Фильм завершается бесстыже предсказуемой чередой взрывов. Итадори смеется и хватает Мегуми за руку, намереваясь поделиться своими мыслями – у него готов детальный отзыв на все, что он смотрит, даже если это самый дрянной малобюджетный фильм, и у этого есть какое-то глупое очарование – а Мегуми просто не обращает внимания. Обычно Мегуми просто улыбается. В этот раз он похлопывает Итадори по руке, и его пальцы почему-то задерживаются на коже Итадори, тяжелея от нежелания отстраниться так быстро, как следовало бы.
Время останавливается. Ровно как разум и сердце Мегуми.
Улыбка Итадори тает, уступая место смущенному любопытству. Страх, который испытывает Мегуми, колотит по его ребрам словно молоток. Слова вертятся у него на языке – оправдания, объяснения тому, почему он не может убрать руку – но если он даст волю хотя бы одному, все остальные посыпятся следом, и он не сможет–
Яркие глаза Юджи широко раскрыты, смотрят на него с полным доверием, а глаза Сукуны – две горящие красной злобой щелочки. Ненависть и желание заглушить невысказанные слова толкает Мегуми через край; он стискивает зубы и убирает ладонь с руки Итадори.
– Я люблю тебя.
Из всех способов признаться, этот – худший. Итадори изумленно смотрит на него. Мегуми хочется кого-то ударить, возможно, самого себя.
– Меня?
– Ты видишь еще кого-то в комнате? – парирует Мегуми.

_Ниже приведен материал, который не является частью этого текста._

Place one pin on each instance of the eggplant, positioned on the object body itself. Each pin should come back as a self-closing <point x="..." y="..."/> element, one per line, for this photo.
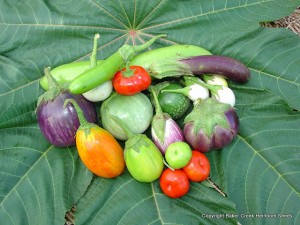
<point x="228" y="67"/>
<point x="59" y="124"/>
<point x="164" y="129"/>
<point x="210" y="125"/>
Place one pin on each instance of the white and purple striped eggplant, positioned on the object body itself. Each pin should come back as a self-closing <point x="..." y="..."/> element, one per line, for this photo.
<point x="210" y="125"/>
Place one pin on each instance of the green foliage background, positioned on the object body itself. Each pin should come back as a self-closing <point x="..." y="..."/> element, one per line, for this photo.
<point x="259" y="171"/>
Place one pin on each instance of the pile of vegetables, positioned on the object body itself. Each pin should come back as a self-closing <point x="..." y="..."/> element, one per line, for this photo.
<point x="160" y="111"/>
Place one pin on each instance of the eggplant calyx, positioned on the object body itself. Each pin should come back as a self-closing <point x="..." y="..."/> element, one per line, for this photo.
<point x="54" y="88"/>
<point x="207" y="114"/>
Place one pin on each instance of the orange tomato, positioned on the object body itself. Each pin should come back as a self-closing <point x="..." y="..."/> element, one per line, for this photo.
<point x="100" y="151"/>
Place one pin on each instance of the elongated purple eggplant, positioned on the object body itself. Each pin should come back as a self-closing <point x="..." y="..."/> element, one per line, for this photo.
<point x="228" y="67"/>
<point x="210" y="125"/>
<point x="59" y="124"/>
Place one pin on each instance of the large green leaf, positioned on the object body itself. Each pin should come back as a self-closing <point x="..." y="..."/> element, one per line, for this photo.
<point x="259" y="171"/>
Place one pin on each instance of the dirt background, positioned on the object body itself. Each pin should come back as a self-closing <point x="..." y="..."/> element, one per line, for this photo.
<point x="291" y="22"/>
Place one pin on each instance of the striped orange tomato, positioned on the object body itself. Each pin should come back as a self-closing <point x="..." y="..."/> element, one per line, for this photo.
<point x="100" y="152"/>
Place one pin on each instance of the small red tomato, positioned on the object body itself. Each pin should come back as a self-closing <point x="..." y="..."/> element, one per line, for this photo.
<point x="174" y="183"/>
<point x="198" y="168"/>
<point x="132" y="80"/>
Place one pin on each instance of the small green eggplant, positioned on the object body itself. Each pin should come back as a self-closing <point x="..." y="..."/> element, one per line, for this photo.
<point x="143" y="159"/>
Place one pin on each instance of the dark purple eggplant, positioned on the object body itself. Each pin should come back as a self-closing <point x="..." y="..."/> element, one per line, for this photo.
<point x="228" y="67"/>
<point x="59" y="124"/>
<point x="210" y="125"/>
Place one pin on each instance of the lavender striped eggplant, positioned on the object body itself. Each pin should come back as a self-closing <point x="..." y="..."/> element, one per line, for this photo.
<point x="228" y="67"/>
<point x="210" y="125"/>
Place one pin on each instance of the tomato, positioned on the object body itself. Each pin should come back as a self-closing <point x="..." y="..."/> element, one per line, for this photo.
<point x="132" y="80"/>
<point x="100" y="152"/>
<point x="174" y="183"/>
<point x="198" y="168"/>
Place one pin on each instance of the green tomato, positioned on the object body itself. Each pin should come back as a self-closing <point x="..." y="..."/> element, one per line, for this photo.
<point x="178" y="154"/>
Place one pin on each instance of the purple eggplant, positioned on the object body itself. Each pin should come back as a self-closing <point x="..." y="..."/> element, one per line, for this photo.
<point x="228" y="67"/>
<point x="210" y="125"/>
<point x="164" y="129"/>
<point x="59" y="124"/>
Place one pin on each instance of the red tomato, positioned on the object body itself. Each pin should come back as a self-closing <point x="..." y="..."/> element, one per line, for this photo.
<point x="198" y="168"/>
<point x="132" y="80"/>
<point x="174" y="183"/>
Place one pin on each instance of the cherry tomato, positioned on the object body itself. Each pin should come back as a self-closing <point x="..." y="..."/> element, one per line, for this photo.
<point x="174" y="183"/>
<point x="131" y="80"/>
<point x="198" y="168"/>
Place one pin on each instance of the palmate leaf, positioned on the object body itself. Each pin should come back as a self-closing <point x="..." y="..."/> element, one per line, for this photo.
<point x="258" y="171"/>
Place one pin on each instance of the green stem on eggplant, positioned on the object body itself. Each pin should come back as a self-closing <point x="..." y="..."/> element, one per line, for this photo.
<point x="93" y="58"/>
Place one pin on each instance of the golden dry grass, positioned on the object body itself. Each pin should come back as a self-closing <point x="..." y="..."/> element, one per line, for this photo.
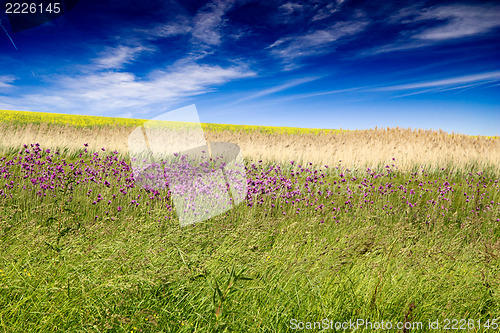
<point x="353" y="148"/>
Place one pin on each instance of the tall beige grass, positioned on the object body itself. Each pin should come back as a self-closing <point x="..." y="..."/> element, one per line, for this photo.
<point x="354" y="148"/>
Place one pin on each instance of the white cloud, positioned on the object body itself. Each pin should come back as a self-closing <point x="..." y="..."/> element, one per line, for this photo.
<point x="181" y="27"/>
<point x="278" y="88"/>
<point x="113" y="93"/>
<point x="208" y="22"/>
<point x="116" y="58"/>
<point x="289" y="7"/>
<point x="6" y="80"/>
<point x="457" y="21"/>
<point x="315" y="41"/>
<point x="458" y="80"/>
<point x="461" y="21"/>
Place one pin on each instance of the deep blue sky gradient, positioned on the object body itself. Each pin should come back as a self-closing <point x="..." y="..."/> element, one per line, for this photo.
<point x="322" y="64"/>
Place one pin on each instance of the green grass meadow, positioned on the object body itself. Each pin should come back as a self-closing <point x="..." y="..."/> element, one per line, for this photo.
<point x="70" y="265"/>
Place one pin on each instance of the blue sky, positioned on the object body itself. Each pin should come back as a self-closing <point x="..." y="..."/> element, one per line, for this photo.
<point x="322" y="64"/>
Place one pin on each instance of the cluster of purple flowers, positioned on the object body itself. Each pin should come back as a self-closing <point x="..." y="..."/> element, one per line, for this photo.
<point x="104" y="185"/>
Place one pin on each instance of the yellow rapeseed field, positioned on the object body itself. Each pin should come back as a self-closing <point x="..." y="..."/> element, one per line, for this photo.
<point x="374" y="147"/>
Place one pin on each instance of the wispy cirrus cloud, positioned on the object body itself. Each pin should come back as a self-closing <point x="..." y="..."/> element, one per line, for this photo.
<point x="315" y="42"/>
<point x="328" y="10"/>
<point x="452" y="23"/>
<point x="6" y="80"/>
<point x="452" y="83"/>
<point x="117" y="57"/>
<point x="460" y="21"/>
<point x="278" y="88"/>
<point x="112" y="93"/>
<point x="208" y="22"/>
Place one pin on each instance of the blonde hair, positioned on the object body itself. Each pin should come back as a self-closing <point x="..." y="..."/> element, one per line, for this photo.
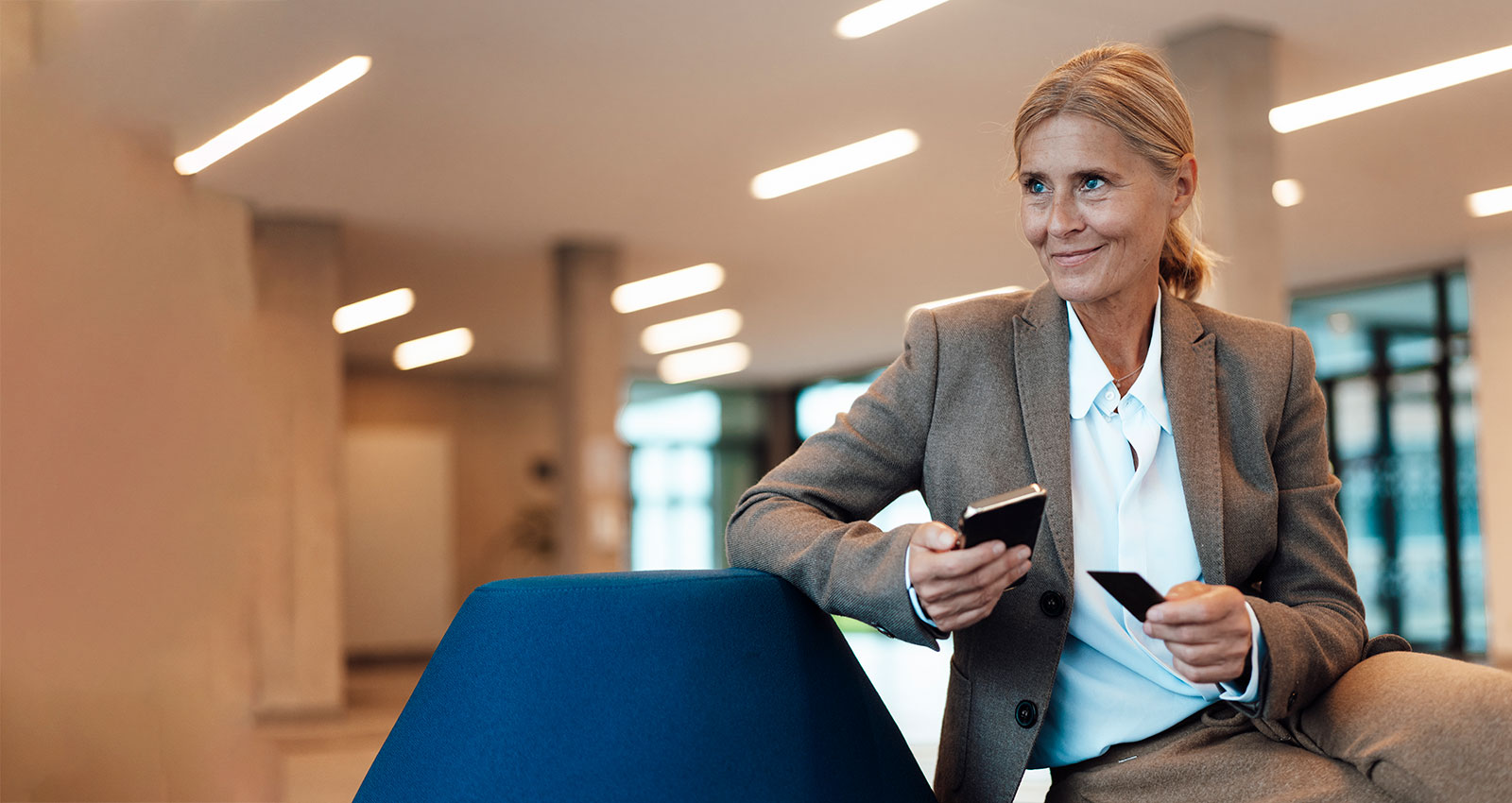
<point x="1130" y="90"/>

Итадори требуется еще немного времени, чтобы собрать в кучу все его остроумие. По крайней мере, он не выглядит возмущенным – только шокированным. Ладно. Когда неловкость испарится, они все еще могут быть друзьями.
– Но, – начинает Итадори и затем замолкает.
Он молчит, но его глаза с тревогой рассматривают лицо Мегуми. Они яркие, сероватые искры света в них обжигают кожу Мегуми.
Итадори наклоняется вперед и осторожно касается затылка Мегуми. Тот вздрагивает. На мгновение Итадори отдергивает руку, а затем смотрит прямо ему в глаза – что-то ищет и, кажется, находит.
– Я могу поцеловать тебя?
Мегуми застывает. Итадори ждет, не проявляя ни беспокойства, ни настойчивости – смотрит с той же непоколебимой напряженностью, с какой обычно смотрит на противника. Это простой вопрос – и это самый сложный вопрос. Мегуми чувствует тяжесть на языке, он не знает, как ответить, как говорить, как дышать – все замирает, пока внезапно в нем что-то не сдвигается с места. Он берет Итадори за руку, и тепло заставляет его сосредоточиться. Сжимает его затылок, притягивает его к себе, и, о, боги, Итадори не сопротивляется – так же касается его в ответ, обнимает без тени страха и колебания, и нет ничего, кроме легкой привязанности и кривой улыбки напротив ищущих губ Мегуми.
Мегуми не улыбается: он задыхается, изголодавшись, упивается прикосновениями, теплом и поцелуем, словно умирающий. Грубое, неопытное, бессмысленное желание, разбивающееся во взрыве ощущений. Ничего лучше он никогда не испытывал.
Итадори смеется и целует его снова, гладит его волосы, затылок и лицо, и у губ Итадори вкус газировки, и под мягким хлопком свитера Итадори его кожа горит.
Телом и разумом Мегуми тонет.
Любая смерть после такого справедлива.